Design
Stage 2 in the Lifecycle
Design transforms ideas from Discover into specifications and prototypes for products and services, addressing functionality, user experience, and operational frameworks.
What you should take away
- State the official purpose of design in the Product and Service Lifecycle
- Contrast product or service specification with prototype
- Name the four steps of the high-level design workflow and know when iterations should be triggered
- Explain why human-centred design (HCD) matters for digital product and service work
Official purpose
The purpose of design is to create prototypes and specifications for products and services, covering functionality, user experience, and the operational framework (how the solution will run and be supported).
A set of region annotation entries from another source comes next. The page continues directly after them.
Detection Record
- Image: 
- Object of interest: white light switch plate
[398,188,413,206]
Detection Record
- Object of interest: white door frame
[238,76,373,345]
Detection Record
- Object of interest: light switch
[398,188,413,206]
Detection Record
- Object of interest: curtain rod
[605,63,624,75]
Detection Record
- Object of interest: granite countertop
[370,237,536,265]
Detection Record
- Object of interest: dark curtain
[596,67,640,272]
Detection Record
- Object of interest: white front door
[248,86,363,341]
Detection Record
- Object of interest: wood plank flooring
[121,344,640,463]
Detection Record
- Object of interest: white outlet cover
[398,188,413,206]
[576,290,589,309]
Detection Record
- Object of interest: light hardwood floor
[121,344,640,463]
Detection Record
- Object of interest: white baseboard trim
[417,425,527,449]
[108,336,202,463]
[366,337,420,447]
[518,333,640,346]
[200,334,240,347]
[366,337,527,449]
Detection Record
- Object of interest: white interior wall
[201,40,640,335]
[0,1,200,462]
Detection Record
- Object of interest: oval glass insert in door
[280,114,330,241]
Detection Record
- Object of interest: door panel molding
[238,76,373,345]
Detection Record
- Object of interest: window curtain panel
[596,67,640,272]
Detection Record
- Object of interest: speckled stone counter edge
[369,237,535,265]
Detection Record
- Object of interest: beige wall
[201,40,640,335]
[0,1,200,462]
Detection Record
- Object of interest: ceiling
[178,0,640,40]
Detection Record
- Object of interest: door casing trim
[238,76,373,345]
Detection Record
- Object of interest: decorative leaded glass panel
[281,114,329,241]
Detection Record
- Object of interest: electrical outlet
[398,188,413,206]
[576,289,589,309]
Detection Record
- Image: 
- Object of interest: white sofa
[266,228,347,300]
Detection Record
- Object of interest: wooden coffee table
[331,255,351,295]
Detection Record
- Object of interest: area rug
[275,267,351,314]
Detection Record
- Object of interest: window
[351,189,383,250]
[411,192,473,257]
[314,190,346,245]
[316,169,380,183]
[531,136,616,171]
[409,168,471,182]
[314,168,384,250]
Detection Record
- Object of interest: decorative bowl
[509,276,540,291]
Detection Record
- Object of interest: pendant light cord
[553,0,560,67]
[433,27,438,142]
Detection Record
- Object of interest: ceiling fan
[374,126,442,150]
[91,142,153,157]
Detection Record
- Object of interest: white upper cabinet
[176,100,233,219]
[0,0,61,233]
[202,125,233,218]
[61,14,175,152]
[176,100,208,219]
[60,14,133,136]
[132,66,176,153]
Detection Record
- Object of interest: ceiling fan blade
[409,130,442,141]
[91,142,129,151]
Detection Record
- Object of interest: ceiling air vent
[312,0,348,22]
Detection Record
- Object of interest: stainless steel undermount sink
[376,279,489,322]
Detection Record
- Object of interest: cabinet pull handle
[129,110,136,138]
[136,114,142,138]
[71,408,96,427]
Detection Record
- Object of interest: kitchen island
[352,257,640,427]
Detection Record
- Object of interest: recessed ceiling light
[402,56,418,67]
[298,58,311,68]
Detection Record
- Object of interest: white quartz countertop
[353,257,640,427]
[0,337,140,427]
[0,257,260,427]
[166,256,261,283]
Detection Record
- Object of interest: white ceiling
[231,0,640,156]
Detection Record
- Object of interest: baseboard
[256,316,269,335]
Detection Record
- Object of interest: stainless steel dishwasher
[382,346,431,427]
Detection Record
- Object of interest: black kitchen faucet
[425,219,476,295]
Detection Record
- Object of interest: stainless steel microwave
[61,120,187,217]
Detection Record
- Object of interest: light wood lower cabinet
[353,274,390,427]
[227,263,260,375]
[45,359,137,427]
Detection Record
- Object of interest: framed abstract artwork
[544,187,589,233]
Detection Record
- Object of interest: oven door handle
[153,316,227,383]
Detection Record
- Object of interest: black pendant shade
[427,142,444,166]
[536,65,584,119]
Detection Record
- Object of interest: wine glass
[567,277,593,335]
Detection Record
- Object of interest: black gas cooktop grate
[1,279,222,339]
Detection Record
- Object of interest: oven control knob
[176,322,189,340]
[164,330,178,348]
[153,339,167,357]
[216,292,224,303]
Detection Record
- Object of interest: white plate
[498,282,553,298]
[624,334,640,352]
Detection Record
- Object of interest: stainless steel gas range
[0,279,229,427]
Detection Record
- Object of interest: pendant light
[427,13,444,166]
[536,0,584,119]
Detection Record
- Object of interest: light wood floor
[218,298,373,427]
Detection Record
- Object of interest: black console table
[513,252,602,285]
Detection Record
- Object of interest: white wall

Design is dynamic: it involves creating ideas, adapting to change, and generating solutions. Digital product and service design uses technology and organizational resources to produce specifications and prototypes that meet or anticipate stakeholder needs.
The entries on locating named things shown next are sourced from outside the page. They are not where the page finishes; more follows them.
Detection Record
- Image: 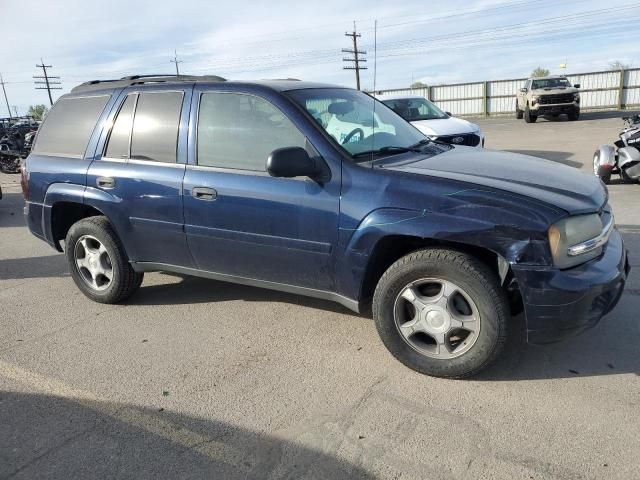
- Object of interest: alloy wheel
[394,278,480,360]
[73,235,113,291]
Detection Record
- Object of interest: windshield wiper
[352,138,431,158]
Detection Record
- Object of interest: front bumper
[513,230,630,343]
[529,102,580,115]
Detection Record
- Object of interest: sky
[0,0,640,117]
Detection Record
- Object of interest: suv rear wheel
[524,104,538,123]
[373,249,510,378]
[65,216,144,303]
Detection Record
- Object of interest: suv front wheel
[65,216,144,303]
[373,249,510,378]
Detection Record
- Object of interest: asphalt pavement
[0,113,640,480]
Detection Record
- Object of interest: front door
[86,85,193,267]
[184,87,340,291]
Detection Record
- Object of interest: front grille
[438,133,480,147]
[538,93,573,105]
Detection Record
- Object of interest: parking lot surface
[0,113,640,479]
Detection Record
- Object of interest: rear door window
[33,95,110,158]
[131,92,182,163]
[197,92,306,171]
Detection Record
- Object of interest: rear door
[86,85,192,266]
[184,86,340,291]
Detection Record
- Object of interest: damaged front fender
[337,185,566,299]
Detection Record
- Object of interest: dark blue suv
[23,76,629,377]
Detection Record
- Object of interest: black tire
[65,216,144,304]
[373,249,510,378]
[593,150,611,185]
[524,105,538,123]
[568,108,580,122]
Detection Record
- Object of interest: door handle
[191,187,218,202]
[96,177,116,188]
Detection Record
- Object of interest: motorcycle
[593,114,640,184]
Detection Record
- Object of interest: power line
[169,50,182,77]
[0,73,11,118]
[342,22,367,90]
[33,59,62,106]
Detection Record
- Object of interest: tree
[531,67,549,78]
[27,105,48,120]
[609,60,629,71]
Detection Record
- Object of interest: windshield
[287,88,426,156]
[531,78,571,90]
[381,98,449,122]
Specification versus prototype (book definitions)
- Product or service specification: a structured document of requirements and characteristics to be built (features, technical needs, performance criteria, interface details)
- Product or service prototype: an early version showing basic form, function, and operational behaviour, used to test and refine design and test hypotheses
Digital product and service design
Digital product design should include future service interactions and service experience. Service design without product context is hard; product design without service context is incomplete.
Key facts
| Question | Answer |
|---|---|
| Why do we do it? | Create prototypes and specifications detailing functionality, user experience, and operational framework |
| Who does it? | Product teams; specialized design teams in some cases |
| When is it performed? | As frequently as needed, triggered by schedule, product strategy changes, stakeholder feedback, or performance deviations |
| Key outputs? | Product and service specifications and prototypes |
| Success metrics? | Quality of specifications and prototypes, design cycle time, roadmap adherence, stakeholder satisfaction |
Human-centred design (HCD)
HCD is a problem-solving approach centring the people who will use or be affected by the solution, relying on empathy and iteration. Key ideas include:
- Early and continuous focus on users and their tasks
- Active user involvement throughout
- Iterative design and evaluation
- Attention to the whole user experience
- Multidisciplinary skills and perspectives
Adopting HCD requires tight integration between product development and service management teams.
High-level workflow (four steps)
Analyse product and service demand
Plan design activities
Execute the design plan
Communicate the solution design
When to run design iterations
Iterations may follow a schedule, but fixed schedules alone can delay reaction to roadmap changes or external events. Prefer to trigger design iterations when:
- The product roadmap changes
- Performance deviates from expectations
- Acquire, Build, or Transition show the current design is suboptimal
Sometimes Discover and Design are tightly coupled, with several ideas analysed and prototyped before choosing a direction.
Extended design topics (study depth)
Architecture and solution shape
- Enterprise, solution, technical, and integration architecture
- Non-functional requirements: security, availability, performance
Operations and support design
- Operating and support model
- Monitoring and alerting concepts
- Incident and problem handling at design level
Security, compliance, and AI (ITIL v5 context)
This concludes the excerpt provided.